/ 26 April 2005

Terror in places of learning

Schoolgirls are raped in school toilets, fields and empty classrooms. Charlene Smith previews a report on sexual harassment and assault

International human rights agency, Human Rights Watch (HRW) is to urge South Africa’s education authorities to institute a national plan of action to prevent and deal with sexual violence in schools.

Later this month the HRW will release a damning report, entitled ”Scared at School”, which found that girls of all races and from all levels of society were subjected to abuse and raped in school toilets, fields, empty classrooms and hallways, and dormitories. In short, school is not just a place of learning for South African schoolgirls, it can be a place of terror too.

Schools are often ignorant about the steps they should take. Little or nothing is done to inform children of their rights and the steps they can take. HRW is likely to highlight this, given, too, the high incidence of HIV/Aids in South African schools.

Recommendations from the new HRW report will probably ainclude that schools more comprehensively investigate the background of would-be teachers, specifically for previous records of sexual assault; that pupils who have been raped receive counselling by trained experts attached to schools and at the cost of the state; and compulsory education for educators, principals and pupils occur on gender violence and sexual harassment to create an environment in schools sensitive to such abuses, and where quick action to halt such conduct takes place.

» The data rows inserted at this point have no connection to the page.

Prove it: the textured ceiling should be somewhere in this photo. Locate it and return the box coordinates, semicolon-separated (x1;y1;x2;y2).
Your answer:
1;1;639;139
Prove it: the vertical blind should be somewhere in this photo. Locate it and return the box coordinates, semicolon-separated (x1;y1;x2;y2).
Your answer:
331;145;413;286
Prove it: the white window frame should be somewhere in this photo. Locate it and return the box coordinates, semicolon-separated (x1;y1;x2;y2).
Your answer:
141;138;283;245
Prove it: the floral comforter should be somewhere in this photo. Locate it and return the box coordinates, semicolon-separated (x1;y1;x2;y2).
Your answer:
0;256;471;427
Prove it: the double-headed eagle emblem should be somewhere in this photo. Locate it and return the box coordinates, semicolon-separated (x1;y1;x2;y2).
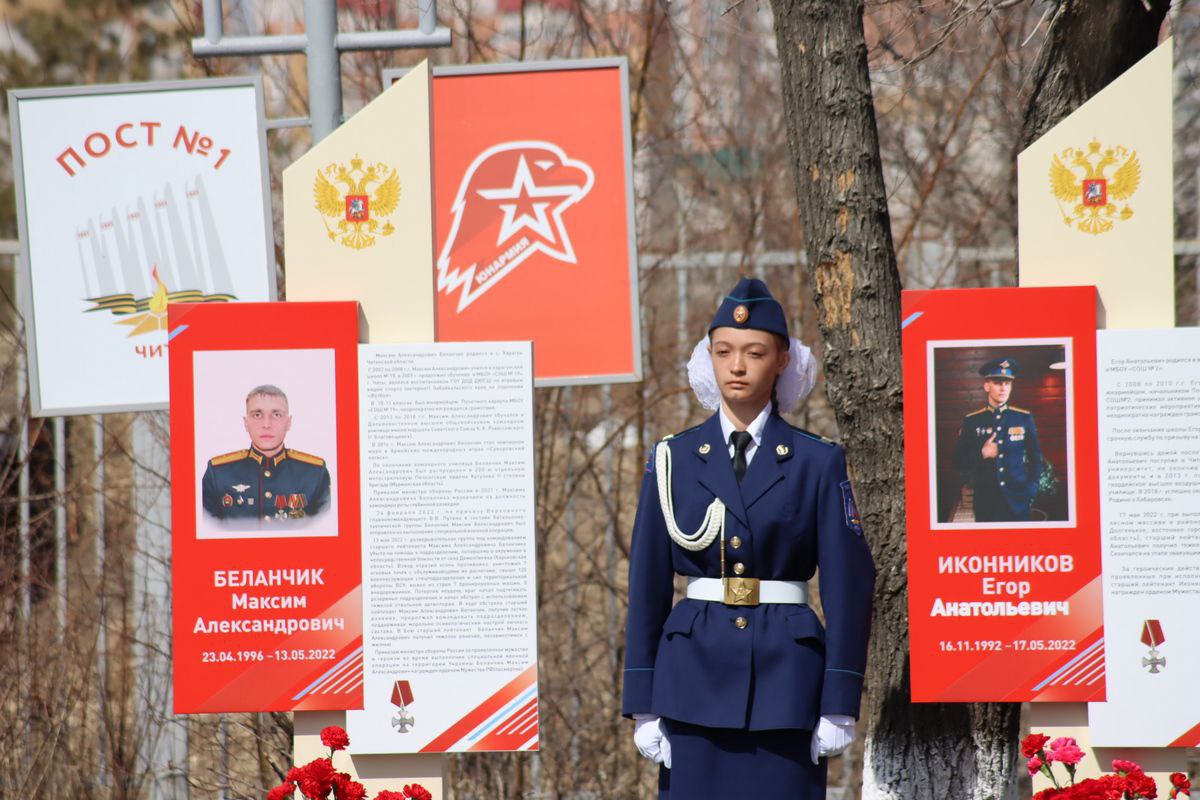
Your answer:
314;156;401;250
1049;140;1140;235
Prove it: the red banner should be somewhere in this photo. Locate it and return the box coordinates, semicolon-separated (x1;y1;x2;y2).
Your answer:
168;301;363;713
902;286;1104;702
431;62;639;384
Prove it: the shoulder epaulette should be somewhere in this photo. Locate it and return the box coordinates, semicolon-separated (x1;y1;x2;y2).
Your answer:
210;449;249;466
661;423;703;442
788;425;836;447
1008;406;1030;414
965;407;991;417
288;449;326;467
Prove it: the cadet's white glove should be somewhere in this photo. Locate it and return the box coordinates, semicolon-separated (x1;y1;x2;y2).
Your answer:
810;714;856;764
633;714;672;768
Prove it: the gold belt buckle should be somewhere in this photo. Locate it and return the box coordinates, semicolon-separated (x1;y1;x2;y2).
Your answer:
723;577;760;606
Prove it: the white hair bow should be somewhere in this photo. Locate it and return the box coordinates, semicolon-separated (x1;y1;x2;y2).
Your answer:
686;336;817;413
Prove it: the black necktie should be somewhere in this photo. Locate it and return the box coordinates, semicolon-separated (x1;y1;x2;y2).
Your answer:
731;431;753;484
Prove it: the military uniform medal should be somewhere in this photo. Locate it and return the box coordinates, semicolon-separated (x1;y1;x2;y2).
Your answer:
1141;619;1165;673
391;679;415;733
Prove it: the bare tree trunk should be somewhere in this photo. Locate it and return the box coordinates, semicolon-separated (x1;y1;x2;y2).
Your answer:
1019;0;1170;151
770;1;1171;797
768;2;1019;798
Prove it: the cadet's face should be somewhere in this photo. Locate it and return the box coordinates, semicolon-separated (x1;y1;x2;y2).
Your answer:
984;379;1012;406
709;328;790;409
244;394;292;453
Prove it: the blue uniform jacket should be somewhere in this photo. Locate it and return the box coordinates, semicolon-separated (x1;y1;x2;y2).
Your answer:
953;404;1042;520
201;445;331;523
621;412;875;731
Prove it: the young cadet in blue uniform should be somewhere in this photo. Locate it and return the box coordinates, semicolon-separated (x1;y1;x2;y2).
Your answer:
622;278;875;799
201;384;331;524
952;358;1043;522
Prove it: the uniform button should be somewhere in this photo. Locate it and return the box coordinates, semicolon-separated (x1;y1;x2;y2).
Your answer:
999;467;1005;472
265;491;272;498
263;515;271;521
729;536;742;549
1000;481;1006;486
734;617;748;629
265;471;272;477
996;440;1003;444
999;454;1005;459
733;562;745;575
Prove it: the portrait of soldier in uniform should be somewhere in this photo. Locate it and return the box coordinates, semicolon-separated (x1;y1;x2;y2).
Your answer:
952;358;1042;522
200;384;331;525
931;343;1073;527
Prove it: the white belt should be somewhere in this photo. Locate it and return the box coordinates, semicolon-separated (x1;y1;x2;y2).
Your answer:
686;577;809;605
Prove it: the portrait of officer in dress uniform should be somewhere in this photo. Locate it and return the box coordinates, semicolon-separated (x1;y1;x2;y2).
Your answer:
200;384;332;526
622;277;875;800
952;357;1043;523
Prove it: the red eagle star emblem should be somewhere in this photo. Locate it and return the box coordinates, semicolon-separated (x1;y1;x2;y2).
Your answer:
438;141;595;311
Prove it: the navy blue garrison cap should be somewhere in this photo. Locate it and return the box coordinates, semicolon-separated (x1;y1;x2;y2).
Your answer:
708;278;789;339
979;357;1020;380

Although there are some provisions in law, including existing rape and sexual harassment legislation, as well as amendments to the 1998 Employment of Educators Act introduced in 2000, which require dismissal of teachers found guilty of serious misconduct – including sexual assault or having a sexual relationship with a learner – too few schools, and even Department of Education officials, are aware of these measures. A report of sexual abuse at a school often leads to frenzied attempts to cover up, instead of deliberate and definite measures to give care to children concerned and to take steps against the alleged perpetrator/s.

HRW researchers in South Africa interviewed not only police, prosecutors, education officials and activists working against child rape, but had access to Childline telephone interviews and interviewed child rape survivors. They included six young girls allegedly raped by a Johannesburg teacher; a 13-year-old raped by two classmates; a nine-year-old gangraped on school premises by schoolboys; a 16-year-old raped in a principal’s office and forced to perform oral sex, and so the list goes on.

What typifies the reports made to HRW is that in every instance the schools tried to hush up the incident. They urged parents not to report the incident to the police or anyone else. The impact on girls sexually abused at school is devastating – many drop out, their school marks plummet as concentration fails, or they become frightened of being in a school where the perpetrator is also present. In addition sexually abused children tend to adopt aggressive behaviour or eating disorders, become suicidal or depressed, may run away and generally demonstrate strong changes in attitude and behaviour if not helped urgently and persistently.

The HRW is expected to recommend that attention to violence against children within the school context form part of a broader government strategy aimed at combatting violence against women.

— The Teacher/Mail & Guardian, Johannesburg, April 2001.